Well humans have the ability to be objective about what's often considered subjective. Objective subjectivity. If a person examines their desires, motivations, and intentions objectively they will come across moral facts about values, and virtues. They'll come to know that honesty has moral worth, and deceit is dangerous. They'll come to know that murder is robbing innocent life. They might arrive at the consideration of what's deserved and things that are undeserving. We all make value judgments, and all value judgments bring about outcomes that are either beneficial, neutral, or damaging to those involved, and at large beyond that.
Actions, or inactions both tell a moral story. We have the ability to assess those things if we are objectively about the truth of those things as we deserve to know it.
People come to realize there is a price to pay for acting falsely toward honest motives. Society pays a price.
Actions, and inactions can often reveal character. And the integrity of society depends upon honest dealings. So it becomes necessary to protect the public, and private honesty, and to defend against malicious falsehoods, and bad dealings.

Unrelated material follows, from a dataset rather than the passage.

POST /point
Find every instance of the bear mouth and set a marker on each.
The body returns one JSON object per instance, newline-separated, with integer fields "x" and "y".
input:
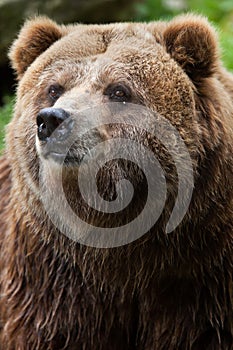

Moral empiricism is about the study of our own motives and actions and the results of those things and how they affect society.
People lose sight of the value of truthfulness, and accountability. People think that they have no accountability to society. They use their moral relativism to cheat, deceive, and lie as it seems to suit themselves without taking into account the larger consequences.
People come to realize there is a common good, and a right to private good through moral empiricism. People come to realize what's a human right, and what is not.
Everyone employs moral empiricism; the study of motives, desires, actions, inactions and the results they give to not only themselves but to society.
So there's a truth about these things that can't be avoided. If society has the wrong values then everybody pays. So moral empiricism is vitally important.